I see, so a complete and correct multiprocessing operating system running on unreliable hardware is a "small instance" according to you. This is the sophistry I promised to dismiss. Consider it done.
> There are now complexity theory results that show that decomposition cannot always work.
Obviously decomposition can't always work. Primitives can't be decomposed by definition. Yet another trivial truth.
>It's not a constraint as much as saying that the claim you have a technique that can more effectively yield programs that we already know how to get more-or-less right and the claim you have a technique that can effectively, feasibly and scalably produce programs that are otherwise very hard to get right are two very different claims. It's like the difference between improving a polynomial algorithm by a constant and finding a polynomial algorithm for NP-complete problems. The first might get you published; the second will make you world-famous.
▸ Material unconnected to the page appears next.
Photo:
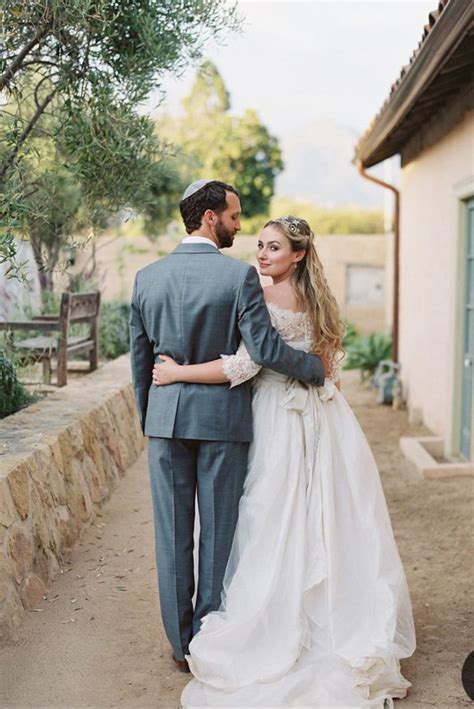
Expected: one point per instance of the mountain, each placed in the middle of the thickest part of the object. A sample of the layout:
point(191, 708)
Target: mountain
point(318, 168)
This word-salad has nothing to do with anything I've written.
> The proof is relevant because it precisely proves that your claim, as stated, is, in fact, false. Your claim might be made about "common cases" etc., but that would require a much more careful wording, as well as a careful empirical study rather than insistence.
This is more interesting, but also misleading. Obviously every single program ever written falls within the class of "common cases," since, asymptotically speaking, very nearly all program texts have never been written, let alone studied. Look ma, I can do sophistry too!
You are talking about high-assurance code, which is roughly a statistical classification regarding failure rate. Pron is talking about formal verification, which proves something to be correct according to a mathematical model.
Formal verification is not required to produce code with a very low failure rate. I have personally known about unpatched vulnerabilities worth a small fortune which were not exploited because most people who chose to become programmers aren't assholes, or at least not criminally so.
Formal verification is not a magical certification that software is bug free, as there will inevitably be an error in the specification itself or how the specification relates to the hardware. This is astonishingly rare, however, I think Coq has had a single major error in the TCB.
The space shuttle, various nuclear accidents, and plain old manufacturing are example on the limits to which engineering can prevent failure: we just can't shove the real world into statistical models.
You two are in agreement, but seem to be talking past each other :(
I am not American, I don't like making generalisations about Americans or any other nationality, and, as you could see from my blog, I am very much in favour of employing maths in system design -- that's what TLA+ is all about. But confusing "mathematical object" with "can be feasibly reasoned about" is just ignoring computational complexity. I can give you an example of two subroutines, each only a few lines long and each very simple to understand, and yet you won't be able to answer a most basic question about their composition. Complexity theory tells us that mathematical problems have an inherent hardness, and the fact you can write them does not mean you can feasibly solve them. There are no simple answers here. In some carefully constructed ways formal methods can help in some specific circumstances, different methods helping in different use-cases, and you cannot just say that it's "better" overall. For example, while programs of millions of lines of code are routinely tested, no one has ever managed to formally reason about deep properties of programs of this size.